One question that always comes up in discussions of renewable energy is- how much does it cost? Is it more expensive than coal and gas? It's a simple question, but it's very hard to give a simple answer, and I think that's causing a major stumbling point for advocates of renewable energy. The debate is often framed as a choice between cheap coal and gas, or non-polluting solar and wind, and given the economy, cheap is winning that debate. You can also include the health and climate change cost of coal, but then you get into numbers which are more abstract and harder to calculate. I'm going to avoid that here, and just focus on the immediate dollars and cents of both technologies. I'm going to argue that, if you analyze the numbers closely, renewable energy is cheaper even without considering any of the costs from pollution. If we can prove that, then the case for renewable energy should be a slam dunk.
Even calculating those costs is not easy, though. First of all, renewable energy- and I'm going to focus on solar and wind, since those are the largest sources- is new technology. It's changing all the time, with research labs all over the world finding new advances.

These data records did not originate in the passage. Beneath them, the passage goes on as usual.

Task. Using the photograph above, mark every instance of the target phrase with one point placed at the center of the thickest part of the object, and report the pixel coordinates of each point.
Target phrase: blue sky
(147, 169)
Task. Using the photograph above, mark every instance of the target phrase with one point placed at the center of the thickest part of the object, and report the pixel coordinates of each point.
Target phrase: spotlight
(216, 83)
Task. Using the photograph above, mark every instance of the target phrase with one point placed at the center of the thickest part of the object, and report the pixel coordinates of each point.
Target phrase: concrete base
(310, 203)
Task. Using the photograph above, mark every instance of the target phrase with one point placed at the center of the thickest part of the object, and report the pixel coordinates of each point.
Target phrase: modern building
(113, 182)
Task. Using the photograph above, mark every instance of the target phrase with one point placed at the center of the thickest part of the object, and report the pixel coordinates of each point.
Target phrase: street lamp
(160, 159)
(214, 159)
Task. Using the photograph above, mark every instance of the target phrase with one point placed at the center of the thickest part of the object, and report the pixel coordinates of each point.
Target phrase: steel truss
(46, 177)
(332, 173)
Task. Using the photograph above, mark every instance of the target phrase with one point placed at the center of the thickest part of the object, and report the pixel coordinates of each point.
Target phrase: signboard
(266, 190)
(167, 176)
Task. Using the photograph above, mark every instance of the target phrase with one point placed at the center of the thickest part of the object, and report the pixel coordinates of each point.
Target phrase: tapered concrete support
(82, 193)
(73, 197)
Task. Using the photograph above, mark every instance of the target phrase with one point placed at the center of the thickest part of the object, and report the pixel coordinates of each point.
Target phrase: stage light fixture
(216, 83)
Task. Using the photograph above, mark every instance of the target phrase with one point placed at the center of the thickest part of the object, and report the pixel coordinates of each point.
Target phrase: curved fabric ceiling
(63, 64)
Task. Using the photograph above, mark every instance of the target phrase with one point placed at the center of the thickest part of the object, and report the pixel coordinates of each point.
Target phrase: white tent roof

That means that the cost is naturally going to change, depending on the particular form of solar or wind energy being used. It also means that it's hard to find good samples to estimate its cost over a long period of time, since most of it just hasn't been used long enough. Coal plants, on the other hand, are still basically the same technology that they've always been. They've had some minor advances, of course, but it's very easy to calculate their cost.
Also, renewable technology changes its cost greatly depending on where it's being used. Solar plants can provide a lot of energy in the Southwest, and windmills can provide a lot of energy in the Midwest, but the opposite doesn't work well at all. Coal plants are again much easier, since they cost basically the same amount no matter where you build them. That means that, when you ask how much renewable energy costs, you have to study a particular technology in a particular area, and most of the time there just isn't enough data available to make an accurate estimate. It also means that there isn't a one-size-fits-all approach to renewable energy. We can't power the world entirely with just solar, or just wind- we need to use each technology in an area where it's appropriate.
With all this in mind, there is good data available on the average overall cost of the various technologies. The U.S. department of energy has a breakdown on how much they cost in the U.S. The critical number is the cost per megawatt hour- in other words, how much does it cost to generate one megawatt of power for one hour?
From the Energy Information Aministration:
The "Total System Levelized Cost" is what the Department of Energy uses to assess the cost of different energy sources. It represents the long term price adjusted for time value, since money now is worth more than money later. According to that metric, coal is still cheaper than solar and wind (although wind is very close).
However, the operating and maintenance (O&M) cost of wind and solar PV is actually much lower than coal- less than half! It's the start-up cost which drives up their price, but once they're built, they don't need to pay for any fuel. Most of the actual cost of wind and solar plants is actually just interest on the loans that they use to set up the plants. This means it's not really the plants themselves which are expensive- it's their financing. And since many of the companies that invest in renewable energy are brand new start-ups with no credit history, they're stuck paying high interest too.
This suggests an obvious policy solution- more government grants and loan guarantees for renewable energy. This would lower their interest, reducing the cost of servicing the bonds and therefore drop the adjusted price of renewable energy plants closer to their operating cost. At that point, we can have the best of both worlds- energy which is both cheaper and less polluting than coal or gas.
Of course, this would require a congress which isn't completely corrupted by the fossil fuel industry, but we can dream.